The Reader – A Review

This is a beauty and the beast story and it tells a hard truth: love does not redeem monsters. We’re so used to thinking of evil as an abhorrence or as something alluring that it’s easy to overlook the everyday middle-ground; that evil can be commonplace, that evil people go about their lives in the millions… that half of them (all of them?) are us. And if there are so many evil people then it stands to reason some people will love them. But love won’t undo anything. That’s what The Reader says. The best you can hope for, if you love an evil person, is that you’ll be honest with yourself, and admit there is evil. If not, what can you hope to learn?

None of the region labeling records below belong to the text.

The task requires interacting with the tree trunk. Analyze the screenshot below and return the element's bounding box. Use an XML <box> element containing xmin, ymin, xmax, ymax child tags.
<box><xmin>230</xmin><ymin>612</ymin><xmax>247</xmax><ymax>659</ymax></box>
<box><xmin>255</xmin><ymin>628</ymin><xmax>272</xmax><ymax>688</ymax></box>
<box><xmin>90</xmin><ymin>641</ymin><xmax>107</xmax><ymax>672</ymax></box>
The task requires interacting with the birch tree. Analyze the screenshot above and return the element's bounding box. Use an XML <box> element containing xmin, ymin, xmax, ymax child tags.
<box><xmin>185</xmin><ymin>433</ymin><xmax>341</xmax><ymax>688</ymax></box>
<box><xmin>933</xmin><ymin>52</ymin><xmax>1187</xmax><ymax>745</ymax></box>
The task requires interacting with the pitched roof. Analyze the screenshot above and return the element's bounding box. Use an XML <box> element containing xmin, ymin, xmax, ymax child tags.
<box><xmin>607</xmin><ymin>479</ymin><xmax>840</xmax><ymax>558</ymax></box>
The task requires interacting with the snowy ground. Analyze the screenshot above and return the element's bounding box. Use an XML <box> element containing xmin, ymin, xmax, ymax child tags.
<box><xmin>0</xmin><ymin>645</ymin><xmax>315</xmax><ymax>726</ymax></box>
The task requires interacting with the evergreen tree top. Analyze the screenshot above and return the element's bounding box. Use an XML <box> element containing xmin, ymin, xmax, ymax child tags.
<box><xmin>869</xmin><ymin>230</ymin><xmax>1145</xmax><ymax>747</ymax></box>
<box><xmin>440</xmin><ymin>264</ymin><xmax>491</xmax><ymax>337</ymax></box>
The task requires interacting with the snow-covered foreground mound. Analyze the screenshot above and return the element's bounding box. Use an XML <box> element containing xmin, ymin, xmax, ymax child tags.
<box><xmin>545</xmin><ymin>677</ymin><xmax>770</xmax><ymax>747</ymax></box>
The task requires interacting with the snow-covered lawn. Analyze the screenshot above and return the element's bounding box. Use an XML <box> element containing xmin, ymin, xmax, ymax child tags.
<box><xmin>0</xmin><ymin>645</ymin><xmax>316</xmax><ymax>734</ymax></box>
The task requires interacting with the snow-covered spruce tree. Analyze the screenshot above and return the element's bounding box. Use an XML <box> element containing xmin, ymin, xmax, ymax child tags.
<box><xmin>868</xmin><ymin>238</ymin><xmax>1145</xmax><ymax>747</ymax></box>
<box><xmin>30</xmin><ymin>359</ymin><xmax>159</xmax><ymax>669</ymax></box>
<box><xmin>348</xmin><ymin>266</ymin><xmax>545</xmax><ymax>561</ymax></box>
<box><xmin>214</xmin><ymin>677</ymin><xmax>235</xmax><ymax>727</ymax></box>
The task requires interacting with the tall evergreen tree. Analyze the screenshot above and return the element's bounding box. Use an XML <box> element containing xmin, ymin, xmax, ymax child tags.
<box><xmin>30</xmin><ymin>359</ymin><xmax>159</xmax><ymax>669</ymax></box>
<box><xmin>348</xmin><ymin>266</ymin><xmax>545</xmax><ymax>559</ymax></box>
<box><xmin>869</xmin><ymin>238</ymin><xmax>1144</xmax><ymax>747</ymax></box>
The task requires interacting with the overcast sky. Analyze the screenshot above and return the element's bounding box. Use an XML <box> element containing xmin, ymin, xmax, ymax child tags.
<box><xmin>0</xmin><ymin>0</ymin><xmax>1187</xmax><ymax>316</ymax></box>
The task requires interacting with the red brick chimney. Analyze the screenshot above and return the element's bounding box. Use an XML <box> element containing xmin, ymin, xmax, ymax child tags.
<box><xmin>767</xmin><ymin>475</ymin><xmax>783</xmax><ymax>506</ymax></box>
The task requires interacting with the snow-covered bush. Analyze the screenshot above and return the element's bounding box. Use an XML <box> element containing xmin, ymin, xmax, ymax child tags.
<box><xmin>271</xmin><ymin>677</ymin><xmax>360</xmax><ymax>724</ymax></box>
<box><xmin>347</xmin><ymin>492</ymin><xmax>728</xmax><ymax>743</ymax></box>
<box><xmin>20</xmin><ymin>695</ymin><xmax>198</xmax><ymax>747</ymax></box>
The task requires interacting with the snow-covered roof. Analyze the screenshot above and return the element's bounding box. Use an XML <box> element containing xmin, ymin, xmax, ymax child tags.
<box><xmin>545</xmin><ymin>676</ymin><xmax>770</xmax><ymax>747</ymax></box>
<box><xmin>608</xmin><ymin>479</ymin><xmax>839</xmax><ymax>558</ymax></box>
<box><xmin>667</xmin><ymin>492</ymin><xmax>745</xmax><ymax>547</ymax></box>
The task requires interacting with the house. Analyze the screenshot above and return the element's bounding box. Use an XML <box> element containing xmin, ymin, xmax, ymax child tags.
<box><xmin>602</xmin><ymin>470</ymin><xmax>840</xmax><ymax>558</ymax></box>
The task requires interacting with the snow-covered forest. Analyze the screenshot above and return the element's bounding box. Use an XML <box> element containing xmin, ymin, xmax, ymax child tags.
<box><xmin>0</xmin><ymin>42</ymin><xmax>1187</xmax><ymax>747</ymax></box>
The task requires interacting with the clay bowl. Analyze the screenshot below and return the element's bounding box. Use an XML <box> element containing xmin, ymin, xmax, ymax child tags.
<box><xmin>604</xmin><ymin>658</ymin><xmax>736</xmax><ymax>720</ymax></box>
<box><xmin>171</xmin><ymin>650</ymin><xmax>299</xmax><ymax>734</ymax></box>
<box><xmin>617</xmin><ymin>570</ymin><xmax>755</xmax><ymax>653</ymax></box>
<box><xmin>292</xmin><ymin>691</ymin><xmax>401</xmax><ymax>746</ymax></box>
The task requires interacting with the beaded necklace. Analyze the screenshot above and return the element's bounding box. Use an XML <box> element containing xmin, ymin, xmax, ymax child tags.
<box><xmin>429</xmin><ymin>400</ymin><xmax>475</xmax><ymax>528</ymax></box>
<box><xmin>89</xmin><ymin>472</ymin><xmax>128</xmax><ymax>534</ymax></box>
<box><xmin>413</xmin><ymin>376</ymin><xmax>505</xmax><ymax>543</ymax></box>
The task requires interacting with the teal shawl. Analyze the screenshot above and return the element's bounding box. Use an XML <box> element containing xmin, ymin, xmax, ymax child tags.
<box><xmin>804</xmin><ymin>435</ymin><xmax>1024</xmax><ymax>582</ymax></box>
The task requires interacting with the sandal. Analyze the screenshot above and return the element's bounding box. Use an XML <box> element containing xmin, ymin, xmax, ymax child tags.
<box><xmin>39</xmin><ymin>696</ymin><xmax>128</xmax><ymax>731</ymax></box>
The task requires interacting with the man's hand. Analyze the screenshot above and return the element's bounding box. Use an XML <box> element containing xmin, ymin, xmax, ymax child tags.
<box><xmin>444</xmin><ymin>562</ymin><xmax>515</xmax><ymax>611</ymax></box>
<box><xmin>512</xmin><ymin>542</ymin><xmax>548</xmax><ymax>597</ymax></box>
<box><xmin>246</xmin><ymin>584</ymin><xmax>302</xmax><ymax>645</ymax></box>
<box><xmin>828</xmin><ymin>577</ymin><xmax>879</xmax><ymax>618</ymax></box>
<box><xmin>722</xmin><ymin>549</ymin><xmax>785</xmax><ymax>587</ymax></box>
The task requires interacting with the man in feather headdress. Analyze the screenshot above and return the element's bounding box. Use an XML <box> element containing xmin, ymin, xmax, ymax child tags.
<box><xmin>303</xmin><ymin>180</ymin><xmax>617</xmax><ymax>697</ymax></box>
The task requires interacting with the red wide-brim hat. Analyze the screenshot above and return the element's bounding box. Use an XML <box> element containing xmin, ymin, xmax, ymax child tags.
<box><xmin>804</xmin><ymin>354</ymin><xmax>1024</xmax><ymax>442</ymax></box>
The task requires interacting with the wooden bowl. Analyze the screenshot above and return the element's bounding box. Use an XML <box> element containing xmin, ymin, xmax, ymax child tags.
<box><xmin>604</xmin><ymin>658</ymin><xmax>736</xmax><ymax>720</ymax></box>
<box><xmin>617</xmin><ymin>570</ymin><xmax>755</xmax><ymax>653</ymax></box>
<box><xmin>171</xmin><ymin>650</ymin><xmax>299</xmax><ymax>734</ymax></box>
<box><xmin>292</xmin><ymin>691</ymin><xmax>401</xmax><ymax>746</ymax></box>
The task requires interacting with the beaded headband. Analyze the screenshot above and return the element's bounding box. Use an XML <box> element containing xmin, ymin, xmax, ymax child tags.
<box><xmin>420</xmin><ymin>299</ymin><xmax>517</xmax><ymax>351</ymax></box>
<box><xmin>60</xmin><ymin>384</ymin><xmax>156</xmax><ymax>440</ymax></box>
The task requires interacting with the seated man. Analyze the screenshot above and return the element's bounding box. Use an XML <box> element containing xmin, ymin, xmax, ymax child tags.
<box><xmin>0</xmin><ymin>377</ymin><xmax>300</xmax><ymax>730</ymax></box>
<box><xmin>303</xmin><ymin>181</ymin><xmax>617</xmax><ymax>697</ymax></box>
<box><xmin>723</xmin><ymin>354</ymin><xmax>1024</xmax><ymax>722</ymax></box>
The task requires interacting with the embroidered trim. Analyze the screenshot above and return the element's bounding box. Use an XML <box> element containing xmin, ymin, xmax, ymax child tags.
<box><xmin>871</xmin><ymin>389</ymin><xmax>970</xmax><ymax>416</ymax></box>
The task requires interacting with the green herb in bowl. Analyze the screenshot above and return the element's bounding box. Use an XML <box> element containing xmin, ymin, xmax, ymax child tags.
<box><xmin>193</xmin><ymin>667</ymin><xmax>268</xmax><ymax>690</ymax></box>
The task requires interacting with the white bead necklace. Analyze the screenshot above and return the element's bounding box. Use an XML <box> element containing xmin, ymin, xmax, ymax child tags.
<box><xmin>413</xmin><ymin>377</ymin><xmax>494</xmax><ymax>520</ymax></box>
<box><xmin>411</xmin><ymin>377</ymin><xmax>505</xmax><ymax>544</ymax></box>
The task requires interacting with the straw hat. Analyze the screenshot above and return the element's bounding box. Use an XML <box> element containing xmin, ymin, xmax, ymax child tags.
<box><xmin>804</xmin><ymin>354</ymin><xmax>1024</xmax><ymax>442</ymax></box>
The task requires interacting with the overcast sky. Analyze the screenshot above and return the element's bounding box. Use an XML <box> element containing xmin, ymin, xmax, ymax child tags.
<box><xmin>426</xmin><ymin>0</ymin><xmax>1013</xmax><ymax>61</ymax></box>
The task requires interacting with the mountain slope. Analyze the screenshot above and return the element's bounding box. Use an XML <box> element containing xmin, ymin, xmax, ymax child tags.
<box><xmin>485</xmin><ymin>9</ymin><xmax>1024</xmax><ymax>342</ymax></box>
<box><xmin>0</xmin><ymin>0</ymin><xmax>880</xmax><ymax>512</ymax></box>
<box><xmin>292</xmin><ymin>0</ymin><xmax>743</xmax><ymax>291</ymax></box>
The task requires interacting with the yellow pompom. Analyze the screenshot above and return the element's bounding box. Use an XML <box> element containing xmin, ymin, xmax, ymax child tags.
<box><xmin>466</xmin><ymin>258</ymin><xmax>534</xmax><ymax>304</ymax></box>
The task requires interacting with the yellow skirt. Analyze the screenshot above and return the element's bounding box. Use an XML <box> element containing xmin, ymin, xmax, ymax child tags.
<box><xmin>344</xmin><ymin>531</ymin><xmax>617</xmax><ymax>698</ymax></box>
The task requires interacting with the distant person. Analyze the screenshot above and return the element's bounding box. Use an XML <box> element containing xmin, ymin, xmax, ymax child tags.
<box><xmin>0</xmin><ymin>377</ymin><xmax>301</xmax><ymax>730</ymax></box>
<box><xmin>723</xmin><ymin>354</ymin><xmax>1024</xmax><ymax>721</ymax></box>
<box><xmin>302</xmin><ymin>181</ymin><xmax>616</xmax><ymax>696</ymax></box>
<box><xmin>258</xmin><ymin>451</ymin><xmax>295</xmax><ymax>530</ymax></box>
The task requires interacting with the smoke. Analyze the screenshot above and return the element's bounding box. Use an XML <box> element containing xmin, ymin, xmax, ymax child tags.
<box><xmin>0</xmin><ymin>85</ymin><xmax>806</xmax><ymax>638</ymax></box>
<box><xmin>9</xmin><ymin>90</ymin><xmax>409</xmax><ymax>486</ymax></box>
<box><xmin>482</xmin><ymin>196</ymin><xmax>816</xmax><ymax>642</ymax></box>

In Germany in the 1950s a teenage boy meets a woman in her thirties. The boy, like every boy, wants sex, but he also wants romance. The woman is amenable to the first. Lucky boy. But then, why is this woman so secretive? And where is she looking when she looks past him? The boy, not knowing anything about the world, doesn’t see her very clearly. He’s consumed with sex. When the woman asks the boy to read to her, he takes this for intimacy. And it is. But it’s the only intimacy she requires of him. Fucking remains fucking. When pressed for nearness, the woman can only respond with spite. Then she leaves him. The boy is heart-broken. But this is not the last time he’ll see her, nor the worst thing she’s ever done.  During WWII, the woman was a guard at a Nazi concentration camp.

Kate Winslet looks at the boy, her co-star (David Kross), like a schoolteacher who hates her work. The boy doesn’t see it, but we do. She is not as he pictures her, half matriarch, half whore. She is a worker bee, someone who likes authority. She has a small authority over this boy, and it pleases her. Read to me, she can order. And he does. She is not sentimental about their relationship, but she doesn’t have imagination to see his point of view either. Here is woman who has bleached her heart. She seldom laughs; not because (if only) she knows what she has done, but because she’s largely humourless. It requires a virgin gaze to romanticise her. Anyone who’d had sex before would see her less appealing qualities. But she gets lucky. It’s her lover’s first love, sweeping and oblivious.

The role of her lover is split into two parts; the boy who has the love affair is played by David Kross, the man he grows up to be is played by Ralph Feinnes. The boy is guileless, loving, passionate. The man is none of these. How much is Kate Winslet’s fault? If the boy had not met her, or if he had not met her again, he would have been different. But these are his circumstances. Her circumstances compelled her to commit terrible crimes and to flee from them. The boy runs when he should stay too. But they are not alike. This is because Ralph Feinnes can redeem himself – he has a daughter, someone he loves. The lesson he learns from his tragic affair is that a big enough secret can cut off every possibility of joy. This is not the same as saying if Kate had told the truth she would have been a better person, only that because she didn’t tell the truth she compounded evil with a self-betrayal, and took away any hope she could ever have of saving something in her worth loving.

The phrase “I would never…” hinges a lot on where and when you live. We all like to imagine ourselves as good people, indomitable. But how high have the stakes ever been in our lives? How much have we been tested? If society itself gives in to evil, then it really does fall to us to know right from wrong, because no-one is there to offer a reminder. These were Kate Winslet’s circumstances. Her society said: we will redefine what is good and what is evil. And she went along with it. The boy she fucks knows he would have done likewise. Do we get to judge these people? Or do we count our blessings? Evil is always clearly evil, but evil people aren’t constant; neither are you or I.